ビットコイン、6万7500ドル前後での攻防
ビットコインは朝にかけて急騰し、一時7万ドル台まで値を伸ばしています。
しかしその後は高値を維持できず、徐々に上値を切り下げる展開となっています。
特に日付が変わる前後には急落が発生し、6万6500ドル台まで大きく下押ししました。
その後は自律反発が入り、現在は6万7500ドル前後でのもみ合いとなっています。
全体としては高値圏からの調整局面であり、短期的には不安定な値動きが続いている状況です。

弱気論の本質 犯人探しよりも市場構造を見る
暗号資産市場では、弱気論と資金回帰が同時に進行しています。
AllianceDAO共同創設者は、ジェーンストリートや量子コンピューターなどを下落要因として挙げる風潮に対し「犯人探しはやめるべきだ」と主張しました。
BTCはキャッシュフローに裏付けられた資産ではなく、価格は投資家心理とテクニカル要因に大きく左右されると指摘しています。
今回の下落も構造的崩壊ではなく、需給とセンチメントの調整局面と見るのが自然でしょう。
ストラテジー社等、暗号資産関連株への関心高まる
ゴールドマン関連のデータでは、ストラテジー社やCoinbaseといった関連株への関心も高まっています。

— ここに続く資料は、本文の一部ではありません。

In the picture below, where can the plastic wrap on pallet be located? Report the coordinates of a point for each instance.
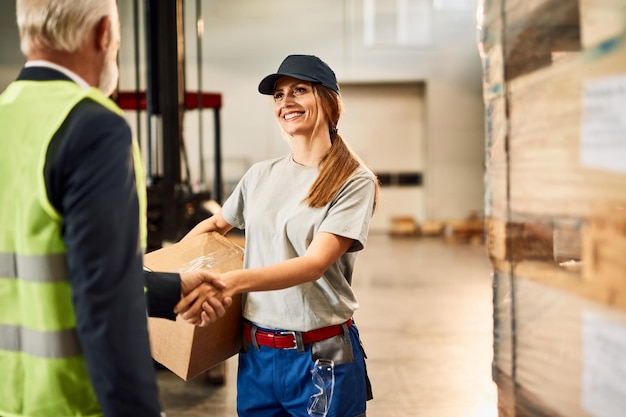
(601, 20)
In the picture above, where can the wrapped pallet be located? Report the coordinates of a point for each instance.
(554, 86)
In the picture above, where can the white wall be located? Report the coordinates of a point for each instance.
(245, 40)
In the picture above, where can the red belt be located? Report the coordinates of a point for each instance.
(287, 339)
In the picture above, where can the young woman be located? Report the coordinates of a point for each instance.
(305, 215)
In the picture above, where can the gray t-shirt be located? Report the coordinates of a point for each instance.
(268, 204)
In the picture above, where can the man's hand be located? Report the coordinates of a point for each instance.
(203, 301)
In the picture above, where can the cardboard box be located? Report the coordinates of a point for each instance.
(185, 349)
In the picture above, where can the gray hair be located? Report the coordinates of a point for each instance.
(60, 25)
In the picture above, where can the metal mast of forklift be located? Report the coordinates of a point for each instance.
(166, 101)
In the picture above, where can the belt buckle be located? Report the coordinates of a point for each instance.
(295, 341)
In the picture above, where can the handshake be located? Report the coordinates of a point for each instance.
(204, 297)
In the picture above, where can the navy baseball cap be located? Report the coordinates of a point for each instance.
(303, 67)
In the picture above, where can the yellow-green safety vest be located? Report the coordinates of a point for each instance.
(42, 370)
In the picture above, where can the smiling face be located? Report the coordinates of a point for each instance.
(295, 107)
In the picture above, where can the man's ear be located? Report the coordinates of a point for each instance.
(103, 33)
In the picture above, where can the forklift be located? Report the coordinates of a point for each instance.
(174, 204)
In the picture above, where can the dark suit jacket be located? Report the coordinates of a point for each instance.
(90, 180)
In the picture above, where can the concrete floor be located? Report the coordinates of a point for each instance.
(426, 323)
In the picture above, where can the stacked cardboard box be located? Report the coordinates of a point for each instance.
(554, 85)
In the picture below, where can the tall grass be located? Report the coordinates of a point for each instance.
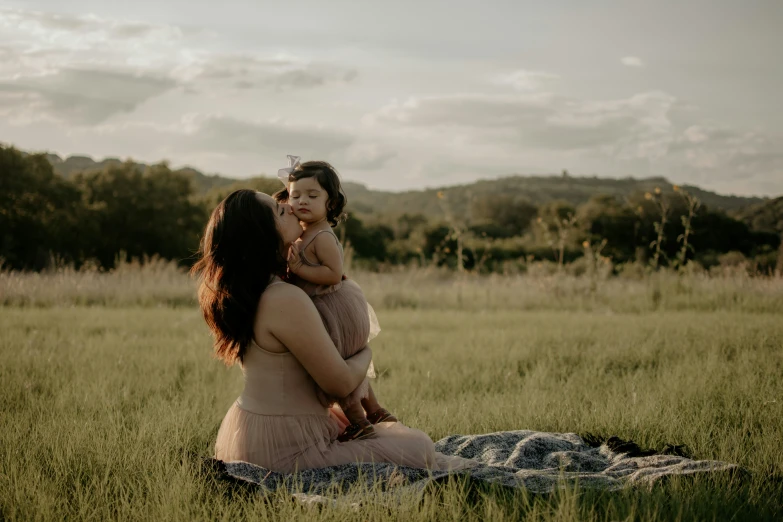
(543, 287)
(107, 413)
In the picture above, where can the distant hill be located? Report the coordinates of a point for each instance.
(764, 217)
(536, 189)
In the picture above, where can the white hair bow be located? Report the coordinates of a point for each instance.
(293, 162)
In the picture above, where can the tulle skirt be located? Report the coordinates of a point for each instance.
(286, 443)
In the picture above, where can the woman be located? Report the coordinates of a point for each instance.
(274, 331)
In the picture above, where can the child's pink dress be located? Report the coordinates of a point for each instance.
(349, 319)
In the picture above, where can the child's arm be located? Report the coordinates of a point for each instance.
(327, 252)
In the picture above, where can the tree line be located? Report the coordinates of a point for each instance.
(126, 211)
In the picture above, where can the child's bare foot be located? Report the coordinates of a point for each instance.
(381, 415)
(357, 431)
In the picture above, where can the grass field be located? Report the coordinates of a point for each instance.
(106, 410)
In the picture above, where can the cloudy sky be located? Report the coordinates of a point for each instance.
(405, 94)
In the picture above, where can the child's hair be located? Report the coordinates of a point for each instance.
(327, 177)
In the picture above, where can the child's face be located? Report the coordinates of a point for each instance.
(308, 199)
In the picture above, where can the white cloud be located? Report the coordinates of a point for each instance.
(248, 71)
(523, 80)
(79, 96)
(632, 61)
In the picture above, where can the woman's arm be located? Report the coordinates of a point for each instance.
(291, 317)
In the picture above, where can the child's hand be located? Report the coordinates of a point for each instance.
(294, 259)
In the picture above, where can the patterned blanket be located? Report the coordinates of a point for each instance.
(537, 461)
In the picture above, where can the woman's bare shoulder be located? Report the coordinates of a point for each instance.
(283, 295)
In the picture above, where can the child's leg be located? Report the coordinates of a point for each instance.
(360, 427)
(354, 412)
(375, 412)
(370, 403)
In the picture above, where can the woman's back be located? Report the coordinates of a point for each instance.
(279, 423)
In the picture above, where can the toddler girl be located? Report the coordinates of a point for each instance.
(315, 264)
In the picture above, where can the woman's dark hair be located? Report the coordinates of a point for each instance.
(238, 256)
(327, 177)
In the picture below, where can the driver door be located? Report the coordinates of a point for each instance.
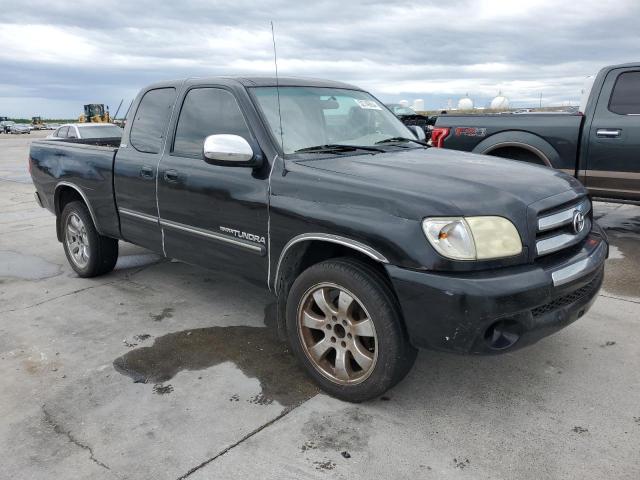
(212, 215)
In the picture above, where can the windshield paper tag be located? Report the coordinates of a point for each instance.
(368, 104)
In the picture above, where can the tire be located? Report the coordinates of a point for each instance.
(344, 326)
(89, 253)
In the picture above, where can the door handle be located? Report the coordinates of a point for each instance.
(146, 172)
(171, 176)
(608, 132)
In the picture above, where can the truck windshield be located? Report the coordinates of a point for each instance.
(317, 116)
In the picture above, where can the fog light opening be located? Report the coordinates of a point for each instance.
(502, 334)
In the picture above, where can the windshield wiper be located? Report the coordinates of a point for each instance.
(337, 147)
(402, 139)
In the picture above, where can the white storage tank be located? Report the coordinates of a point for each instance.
(465, 103)
(500, 102)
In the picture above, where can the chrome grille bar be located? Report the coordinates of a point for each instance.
(563, 240)
(564, 217)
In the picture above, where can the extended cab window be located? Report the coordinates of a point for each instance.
(207, 111)
(151, 119)
(625, 99)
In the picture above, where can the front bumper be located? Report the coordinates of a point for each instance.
(503, 309)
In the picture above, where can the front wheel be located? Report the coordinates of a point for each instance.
(344, 325)
(89, 253)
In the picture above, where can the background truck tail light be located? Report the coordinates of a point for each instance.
(438, 135)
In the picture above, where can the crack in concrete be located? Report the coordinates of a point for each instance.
(127, 277)
(67, 433)
(56, 297)
(283, 414)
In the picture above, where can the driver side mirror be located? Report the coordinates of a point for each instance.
(418, 132)
(229, 150)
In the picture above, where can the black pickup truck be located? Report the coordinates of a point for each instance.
(372, 242)
(600, 144)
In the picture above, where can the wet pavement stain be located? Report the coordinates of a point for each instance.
(622, 269)
(166, 313)
(26, 267)
(325, 465)
(162, 389)
(252, 349)
(461, 463)
(348, 430)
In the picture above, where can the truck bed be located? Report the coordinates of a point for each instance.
(83, 165)
(475, 133)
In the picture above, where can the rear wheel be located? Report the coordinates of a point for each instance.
(344, 326)
(89, 253)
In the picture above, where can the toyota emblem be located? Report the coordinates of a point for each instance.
(578, 221)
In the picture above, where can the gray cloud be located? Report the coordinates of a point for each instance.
(55, 57)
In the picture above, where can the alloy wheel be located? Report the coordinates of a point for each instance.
(337, 333)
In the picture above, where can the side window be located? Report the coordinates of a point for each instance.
(625, 98)
(207, 111)
(151, 119)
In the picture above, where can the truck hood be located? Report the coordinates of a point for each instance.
(472, 184)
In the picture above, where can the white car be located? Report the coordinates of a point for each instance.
(86, 131)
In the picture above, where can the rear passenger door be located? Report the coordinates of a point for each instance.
(613, 161)
(213, 216)
(136, 167)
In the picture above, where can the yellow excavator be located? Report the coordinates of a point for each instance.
(95, 113)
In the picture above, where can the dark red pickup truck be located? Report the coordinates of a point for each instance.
(600, 145)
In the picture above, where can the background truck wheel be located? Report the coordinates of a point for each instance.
(344, 325)
(89, 253)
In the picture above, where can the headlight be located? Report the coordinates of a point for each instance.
(473, 238)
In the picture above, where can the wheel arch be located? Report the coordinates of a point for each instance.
(308, 249)
(64, 193)
(526, 141)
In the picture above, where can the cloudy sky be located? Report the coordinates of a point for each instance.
(56, 56)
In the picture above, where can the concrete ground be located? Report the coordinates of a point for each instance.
(162, 370)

機関マネーは直接保有だけでなく、間接的なエクスポージャーも拡大している段階です。
米国スポットETFに資金回帰 機関の押し目買いか
一方で、米国スポットETFには資金が急回帰しています。
BTC ETFには約5億ドル、ETH ETFには約1.5億ドルが流入しました。
直前まで5週連続で大幅流出が続いていたことを踏まえると、機関投資家が押し目を拾っている可能性が高いと考えられます。

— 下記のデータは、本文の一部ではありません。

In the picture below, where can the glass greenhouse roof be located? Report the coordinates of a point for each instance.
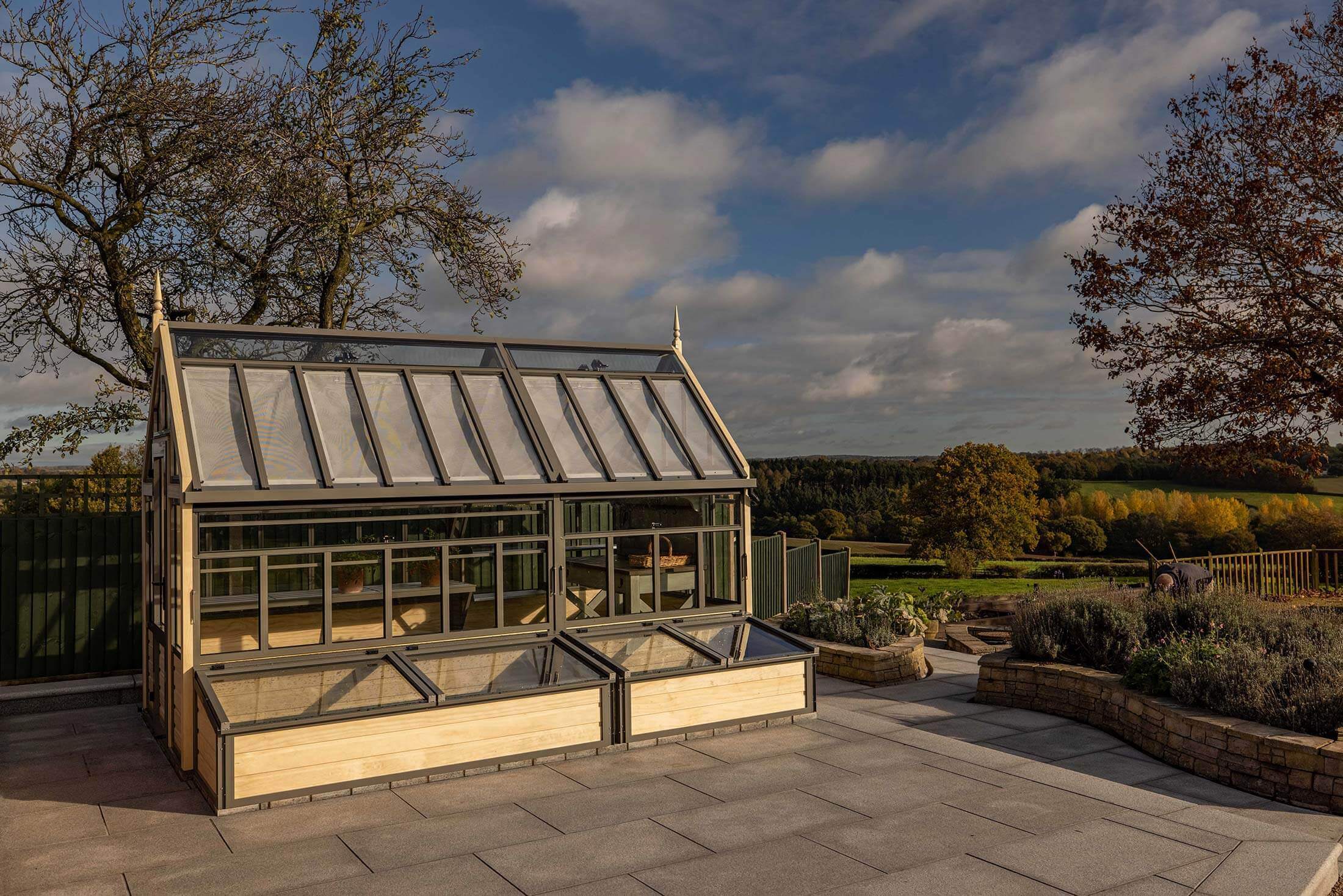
(269, 410)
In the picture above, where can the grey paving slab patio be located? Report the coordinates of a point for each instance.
(891, 790)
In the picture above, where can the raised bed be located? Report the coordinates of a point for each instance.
(897, 663)
(1297, 769)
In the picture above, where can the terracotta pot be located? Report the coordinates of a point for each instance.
(350, 579)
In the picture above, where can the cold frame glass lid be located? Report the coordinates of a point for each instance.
(311, 692)
(742, 640)
(504, 671)
(643, 653)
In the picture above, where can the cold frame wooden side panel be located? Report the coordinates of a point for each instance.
(323, 757)
(716, 698)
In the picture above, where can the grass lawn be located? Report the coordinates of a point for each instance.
(972, 587)
(1330, 486)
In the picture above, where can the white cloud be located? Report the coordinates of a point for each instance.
(601, 245)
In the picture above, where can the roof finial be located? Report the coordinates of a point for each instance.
(157, 317)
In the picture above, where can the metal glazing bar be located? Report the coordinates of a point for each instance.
(480, 430)
(587, 426)
(372, 427)
(632, 427)
(312, 426)
(252, 426)
(676, 429)
(429, 432)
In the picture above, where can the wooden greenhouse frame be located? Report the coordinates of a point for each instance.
(382, 557)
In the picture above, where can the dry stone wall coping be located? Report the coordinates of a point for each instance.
(1297, 769)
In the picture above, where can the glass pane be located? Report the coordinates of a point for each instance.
(722, 569)
(218, 426)
(526, 586)
(358, 596)
(272, 695)
(652, 427)
(327, 350)
(340, 426)
(417, 591)
(393, 409)
(562, 424)
(595, 359)
(507, 671)
(754, 643)
(650, 512)
(609, 427)
(649, 652)
(230, 605)
(679, 571)
(472, 597)
(633, 574)
(286, 446)
(586, 586)
(294, 599)
(695, 426)
(452, 426)
(504, 429)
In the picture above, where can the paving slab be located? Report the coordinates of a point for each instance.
(1063, 742)
(739, 824)
(321, 818)
(477, 792)
(743, 779)
(763, 742)
(962, 875)
(1123, 770)
(1035, 807)
(1275, 870)
(635, 765)
(899, 790)
(460, 875)
(781, 868)
(587, 856)
(259, 871)
(904, 840)
(874, 754)
(1092, 858)
(972, 730)
(194, 839)
(51, 826)
(444, 836)
(602, 806)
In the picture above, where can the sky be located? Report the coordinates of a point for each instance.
(861, 208)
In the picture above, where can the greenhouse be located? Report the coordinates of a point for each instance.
(375, 558)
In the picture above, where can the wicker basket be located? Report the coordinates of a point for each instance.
(667, 560)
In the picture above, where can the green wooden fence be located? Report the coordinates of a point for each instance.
(69, 577)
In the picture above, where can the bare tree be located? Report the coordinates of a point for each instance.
(311, 195)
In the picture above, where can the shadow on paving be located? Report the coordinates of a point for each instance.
(889, 790)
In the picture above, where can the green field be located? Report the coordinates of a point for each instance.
(1328, 488)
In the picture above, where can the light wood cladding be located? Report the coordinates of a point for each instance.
(323, 757)
(714, 698)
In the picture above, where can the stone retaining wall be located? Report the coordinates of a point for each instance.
(1281, 765)
(902, 661)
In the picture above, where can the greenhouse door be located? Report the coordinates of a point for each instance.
(157, 663)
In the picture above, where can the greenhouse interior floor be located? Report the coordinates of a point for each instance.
(910, 789)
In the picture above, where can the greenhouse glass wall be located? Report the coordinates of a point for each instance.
(382, 557)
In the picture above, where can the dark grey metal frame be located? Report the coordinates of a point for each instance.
(625, 679)
(226, 734)
(512, 377)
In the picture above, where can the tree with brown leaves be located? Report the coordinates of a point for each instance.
(1216, 295)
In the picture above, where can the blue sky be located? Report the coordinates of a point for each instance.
(861, 208)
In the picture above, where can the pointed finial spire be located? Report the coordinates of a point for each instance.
(157, 317)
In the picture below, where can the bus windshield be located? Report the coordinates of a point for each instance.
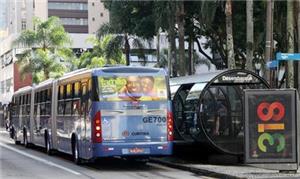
(132, 88)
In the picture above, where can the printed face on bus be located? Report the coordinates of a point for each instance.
(133, 84)
(147, 84)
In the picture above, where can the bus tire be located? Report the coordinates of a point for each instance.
(75, 151)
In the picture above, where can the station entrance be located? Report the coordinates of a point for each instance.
(208, 108)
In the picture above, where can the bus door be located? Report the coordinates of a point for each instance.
(83, 118)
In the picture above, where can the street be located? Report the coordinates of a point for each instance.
(16, 161)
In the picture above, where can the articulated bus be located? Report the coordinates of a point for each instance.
(105, 112)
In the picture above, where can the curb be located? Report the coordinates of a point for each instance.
(204, 172)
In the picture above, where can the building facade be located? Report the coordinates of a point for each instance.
(81, 19)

弱気一辺倒であれば、これほど早い資金回帰は起きにくいはずです。
まとめ
総合すると、現在は全面的な弱気相場というより資金が回転する移行局面に近いと考えます。ただしレバレッジ拡大はボラティリティ上昇も意味します。過度な楽観に傾かず、ETFフローやETH/BTC比率を注視しながら冷静に戦略を組み立てることが重要です。